Ich glaube diese Angelegenheit diente dazu uns alle wachzurütteln, und nicht immer das Beste, sondern das Schlimmste anzunehmen. Es übertrifft zumindest meine Vorstellungskraft bei weitem. Lasst uns einen Weg finden, das Tierschutzgesetz auch in unserem Verband umzusetzen, und verlässlich zu kontrollieren, damit man bald mit Stolz sagen kann, dass man im ÖZK ÖKV Züchter ist.

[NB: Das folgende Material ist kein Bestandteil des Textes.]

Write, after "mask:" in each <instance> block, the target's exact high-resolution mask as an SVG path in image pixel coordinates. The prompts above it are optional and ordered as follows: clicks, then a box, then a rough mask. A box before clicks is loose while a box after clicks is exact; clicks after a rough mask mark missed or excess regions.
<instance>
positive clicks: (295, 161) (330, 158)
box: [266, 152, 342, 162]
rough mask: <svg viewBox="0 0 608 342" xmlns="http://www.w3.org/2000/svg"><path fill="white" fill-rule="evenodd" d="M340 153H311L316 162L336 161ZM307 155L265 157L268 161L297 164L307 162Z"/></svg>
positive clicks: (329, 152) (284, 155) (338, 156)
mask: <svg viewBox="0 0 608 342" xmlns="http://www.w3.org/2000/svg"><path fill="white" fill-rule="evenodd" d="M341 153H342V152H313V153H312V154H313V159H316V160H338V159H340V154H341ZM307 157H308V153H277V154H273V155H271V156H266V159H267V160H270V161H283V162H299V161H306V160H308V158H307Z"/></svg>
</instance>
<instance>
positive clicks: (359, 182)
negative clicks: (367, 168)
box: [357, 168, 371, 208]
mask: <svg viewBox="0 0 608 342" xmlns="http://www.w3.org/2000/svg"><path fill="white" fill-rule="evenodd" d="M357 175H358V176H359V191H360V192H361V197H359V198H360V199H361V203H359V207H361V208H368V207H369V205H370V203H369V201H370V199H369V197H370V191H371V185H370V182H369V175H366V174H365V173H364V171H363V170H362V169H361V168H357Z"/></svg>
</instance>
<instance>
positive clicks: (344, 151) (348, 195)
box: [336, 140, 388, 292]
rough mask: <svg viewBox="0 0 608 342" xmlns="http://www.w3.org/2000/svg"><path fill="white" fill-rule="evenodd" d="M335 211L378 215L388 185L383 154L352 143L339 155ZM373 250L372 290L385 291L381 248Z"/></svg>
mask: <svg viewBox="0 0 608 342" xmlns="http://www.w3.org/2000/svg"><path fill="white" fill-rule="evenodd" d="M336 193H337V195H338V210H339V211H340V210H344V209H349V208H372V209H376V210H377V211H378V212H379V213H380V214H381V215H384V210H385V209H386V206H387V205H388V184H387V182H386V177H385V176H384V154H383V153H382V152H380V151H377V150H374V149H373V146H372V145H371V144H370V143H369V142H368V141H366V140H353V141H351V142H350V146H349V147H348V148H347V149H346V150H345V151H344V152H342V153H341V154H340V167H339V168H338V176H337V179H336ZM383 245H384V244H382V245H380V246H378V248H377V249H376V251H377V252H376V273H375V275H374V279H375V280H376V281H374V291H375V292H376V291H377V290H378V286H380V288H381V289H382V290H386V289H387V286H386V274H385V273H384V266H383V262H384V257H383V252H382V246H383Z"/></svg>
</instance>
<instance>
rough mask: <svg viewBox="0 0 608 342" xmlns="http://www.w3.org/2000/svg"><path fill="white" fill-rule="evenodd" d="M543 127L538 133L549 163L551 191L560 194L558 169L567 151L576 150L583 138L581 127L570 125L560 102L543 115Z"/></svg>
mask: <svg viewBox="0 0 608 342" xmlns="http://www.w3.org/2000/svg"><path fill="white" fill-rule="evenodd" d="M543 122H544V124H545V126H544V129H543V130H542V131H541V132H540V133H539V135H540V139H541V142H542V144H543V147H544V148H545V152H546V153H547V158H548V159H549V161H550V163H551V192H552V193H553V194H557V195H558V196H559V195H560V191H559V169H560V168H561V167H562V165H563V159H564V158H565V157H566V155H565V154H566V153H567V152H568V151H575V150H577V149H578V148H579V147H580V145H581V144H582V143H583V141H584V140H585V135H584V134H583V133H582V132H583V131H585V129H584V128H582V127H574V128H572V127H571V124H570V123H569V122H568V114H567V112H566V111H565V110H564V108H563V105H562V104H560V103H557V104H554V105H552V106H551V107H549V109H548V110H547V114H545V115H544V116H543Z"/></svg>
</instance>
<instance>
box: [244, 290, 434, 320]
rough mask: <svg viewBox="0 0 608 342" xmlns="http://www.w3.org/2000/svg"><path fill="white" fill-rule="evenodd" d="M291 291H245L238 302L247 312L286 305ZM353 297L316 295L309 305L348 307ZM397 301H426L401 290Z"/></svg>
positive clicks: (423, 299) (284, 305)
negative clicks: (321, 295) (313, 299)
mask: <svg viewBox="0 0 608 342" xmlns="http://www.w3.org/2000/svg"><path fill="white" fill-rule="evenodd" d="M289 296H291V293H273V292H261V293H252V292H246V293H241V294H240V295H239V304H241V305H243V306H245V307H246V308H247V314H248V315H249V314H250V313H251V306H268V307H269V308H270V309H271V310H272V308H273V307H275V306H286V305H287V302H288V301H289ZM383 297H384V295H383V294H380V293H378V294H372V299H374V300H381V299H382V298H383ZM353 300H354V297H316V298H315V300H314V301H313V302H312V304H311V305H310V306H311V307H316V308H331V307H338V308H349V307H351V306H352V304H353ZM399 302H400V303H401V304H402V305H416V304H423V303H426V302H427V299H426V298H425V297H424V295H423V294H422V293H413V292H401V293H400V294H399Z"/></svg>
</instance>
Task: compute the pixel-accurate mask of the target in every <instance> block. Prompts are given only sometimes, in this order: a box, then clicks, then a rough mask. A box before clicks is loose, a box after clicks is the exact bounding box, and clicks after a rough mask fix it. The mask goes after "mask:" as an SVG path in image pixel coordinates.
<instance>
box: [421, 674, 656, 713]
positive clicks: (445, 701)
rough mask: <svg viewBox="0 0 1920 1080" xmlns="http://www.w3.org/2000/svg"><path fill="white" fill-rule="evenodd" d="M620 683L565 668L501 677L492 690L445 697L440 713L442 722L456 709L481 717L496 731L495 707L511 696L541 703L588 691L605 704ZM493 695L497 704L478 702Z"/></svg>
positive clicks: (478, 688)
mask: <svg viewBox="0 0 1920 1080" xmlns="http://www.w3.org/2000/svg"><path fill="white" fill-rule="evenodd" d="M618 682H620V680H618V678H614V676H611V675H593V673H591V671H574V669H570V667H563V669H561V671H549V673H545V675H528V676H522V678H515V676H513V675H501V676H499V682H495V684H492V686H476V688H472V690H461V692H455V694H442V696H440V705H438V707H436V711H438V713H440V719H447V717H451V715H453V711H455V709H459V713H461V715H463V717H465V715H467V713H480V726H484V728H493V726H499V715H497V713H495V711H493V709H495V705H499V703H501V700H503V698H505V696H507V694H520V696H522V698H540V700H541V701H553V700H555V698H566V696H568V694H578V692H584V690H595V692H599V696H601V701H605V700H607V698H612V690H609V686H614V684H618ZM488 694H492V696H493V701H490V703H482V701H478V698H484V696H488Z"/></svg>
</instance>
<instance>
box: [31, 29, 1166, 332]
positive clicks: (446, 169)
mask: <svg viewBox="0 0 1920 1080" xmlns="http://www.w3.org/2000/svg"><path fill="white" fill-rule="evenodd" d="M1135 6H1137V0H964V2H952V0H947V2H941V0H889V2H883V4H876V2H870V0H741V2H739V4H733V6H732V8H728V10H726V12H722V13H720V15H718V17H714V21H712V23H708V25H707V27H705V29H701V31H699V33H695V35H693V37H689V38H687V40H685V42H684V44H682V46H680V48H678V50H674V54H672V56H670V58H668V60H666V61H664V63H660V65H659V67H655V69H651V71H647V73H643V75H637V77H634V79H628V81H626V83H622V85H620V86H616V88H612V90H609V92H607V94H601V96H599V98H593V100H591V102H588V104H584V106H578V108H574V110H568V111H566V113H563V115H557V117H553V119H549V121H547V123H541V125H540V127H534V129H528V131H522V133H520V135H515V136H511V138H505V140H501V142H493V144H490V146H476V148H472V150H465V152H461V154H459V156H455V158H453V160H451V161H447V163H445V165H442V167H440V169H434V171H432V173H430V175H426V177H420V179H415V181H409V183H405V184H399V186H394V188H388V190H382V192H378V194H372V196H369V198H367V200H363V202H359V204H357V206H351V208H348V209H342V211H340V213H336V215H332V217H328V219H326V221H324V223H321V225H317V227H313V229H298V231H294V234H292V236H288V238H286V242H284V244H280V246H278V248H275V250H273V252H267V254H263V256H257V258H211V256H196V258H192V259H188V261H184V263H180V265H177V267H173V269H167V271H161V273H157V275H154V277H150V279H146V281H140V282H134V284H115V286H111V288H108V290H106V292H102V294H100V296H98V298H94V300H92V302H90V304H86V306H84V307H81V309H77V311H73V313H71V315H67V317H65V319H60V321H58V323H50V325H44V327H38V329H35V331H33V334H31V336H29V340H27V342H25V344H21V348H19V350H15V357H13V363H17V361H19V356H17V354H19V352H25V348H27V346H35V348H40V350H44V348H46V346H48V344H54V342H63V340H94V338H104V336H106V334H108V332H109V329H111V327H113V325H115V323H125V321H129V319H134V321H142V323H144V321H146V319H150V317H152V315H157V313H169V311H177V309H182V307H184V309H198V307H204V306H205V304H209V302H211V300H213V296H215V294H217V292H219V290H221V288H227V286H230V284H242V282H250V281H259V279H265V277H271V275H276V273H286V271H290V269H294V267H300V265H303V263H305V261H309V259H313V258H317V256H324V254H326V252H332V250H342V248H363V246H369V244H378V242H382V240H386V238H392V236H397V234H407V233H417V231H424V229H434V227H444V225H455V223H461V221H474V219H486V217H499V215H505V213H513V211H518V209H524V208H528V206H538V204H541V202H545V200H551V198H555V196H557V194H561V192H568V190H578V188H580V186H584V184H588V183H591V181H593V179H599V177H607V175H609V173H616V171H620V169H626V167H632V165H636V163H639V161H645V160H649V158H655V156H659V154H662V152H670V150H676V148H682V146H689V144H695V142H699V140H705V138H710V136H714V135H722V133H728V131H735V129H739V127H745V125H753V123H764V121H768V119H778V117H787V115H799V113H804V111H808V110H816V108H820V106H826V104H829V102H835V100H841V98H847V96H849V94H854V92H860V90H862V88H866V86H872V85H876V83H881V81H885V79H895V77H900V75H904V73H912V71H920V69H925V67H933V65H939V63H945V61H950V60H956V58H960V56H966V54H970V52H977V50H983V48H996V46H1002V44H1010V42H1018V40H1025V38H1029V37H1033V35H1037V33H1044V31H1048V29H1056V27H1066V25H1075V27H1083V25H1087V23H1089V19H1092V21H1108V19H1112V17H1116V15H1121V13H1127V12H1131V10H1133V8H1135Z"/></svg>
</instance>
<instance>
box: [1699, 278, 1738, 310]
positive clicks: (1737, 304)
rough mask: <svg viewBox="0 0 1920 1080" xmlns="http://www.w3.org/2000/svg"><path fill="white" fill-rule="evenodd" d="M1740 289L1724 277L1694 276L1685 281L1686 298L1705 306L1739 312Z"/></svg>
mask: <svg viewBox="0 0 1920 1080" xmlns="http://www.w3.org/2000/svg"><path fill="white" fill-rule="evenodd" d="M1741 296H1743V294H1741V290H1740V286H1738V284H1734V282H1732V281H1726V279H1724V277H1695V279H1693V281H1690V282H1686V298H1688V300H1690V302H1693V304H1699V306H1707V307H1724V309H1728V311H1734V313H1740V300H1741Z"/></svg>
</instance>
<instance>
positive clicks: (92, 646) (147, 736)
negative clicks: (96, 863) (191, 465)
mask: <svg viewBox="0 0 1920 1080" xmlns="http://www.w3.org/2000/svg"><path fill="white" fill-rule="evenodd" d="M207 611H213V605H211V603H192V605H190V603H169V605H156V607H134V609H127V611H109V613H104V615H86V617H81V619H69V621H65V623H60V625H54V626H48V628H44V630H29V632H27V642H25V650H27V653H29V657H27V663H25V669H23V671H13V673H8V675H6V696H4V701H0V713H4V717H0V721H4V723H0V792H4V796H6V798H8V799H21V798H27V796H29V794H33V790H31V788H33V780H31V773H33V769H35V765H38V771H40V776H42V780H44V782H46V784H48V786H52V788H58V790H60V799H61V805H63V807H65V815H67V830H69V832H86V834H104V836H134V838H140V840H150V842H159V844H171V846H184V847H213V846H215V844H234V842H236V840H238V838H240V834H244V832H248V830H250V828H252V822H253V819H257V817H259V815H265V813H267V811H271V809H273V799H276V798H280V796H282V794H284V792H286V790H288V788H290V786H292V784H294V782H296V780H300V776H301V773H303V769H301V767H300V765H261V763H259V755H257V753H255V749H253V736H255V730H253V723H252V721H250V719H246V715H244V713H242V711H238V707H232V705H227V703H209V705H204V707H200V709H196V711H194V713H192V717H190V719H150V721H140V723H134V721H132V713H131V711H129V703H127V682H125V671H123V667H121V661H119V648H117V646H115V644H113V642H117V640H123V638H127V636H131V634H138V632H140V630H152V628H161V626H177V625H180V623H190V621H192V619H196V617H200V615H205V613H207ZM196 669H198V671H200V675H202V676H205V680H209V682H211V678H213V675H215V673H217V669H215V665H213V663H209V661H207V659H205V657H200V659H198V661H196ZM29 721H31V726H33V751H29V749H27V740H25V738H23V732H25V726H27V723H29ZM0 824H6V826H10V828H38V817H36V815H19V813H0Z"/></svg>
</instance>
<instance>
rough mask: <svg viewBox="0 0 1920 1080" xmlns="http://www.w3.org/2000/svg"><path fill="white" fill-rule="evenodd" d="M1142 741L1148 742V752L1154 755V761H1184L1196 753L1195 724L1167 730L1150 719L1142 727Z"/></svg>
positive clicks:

Und wer noch nie so ein armes, zum Skelett abgemagertes Geschöpf in den Händen hielt und mit eigenen Augen gesehen hat kann es sich nicht vorstellen, auch nicht bei detaillierter Beschreibung, wie schlimm sich so ein Tier anfühlt. Unvorstellbar.
Frau Marksteiner war eigentlich eine nette, hilfsbereite Frau, die durch widrige Umstände und durch falsche Freunde etwas wurde, was sie selber sicher nie für möglich gehalten hätte zu sein.
Ich bete für sie, dass sie die Ruhen und den Frieden findet, den sie sich auf Erden nicht hatte.
Bitte helfen Sie mit, damit Fehlverhalten einzelner nicht solche Dimensionen annehmen können. Und wie man gerade sieht, kann sein, was nicht sein kann.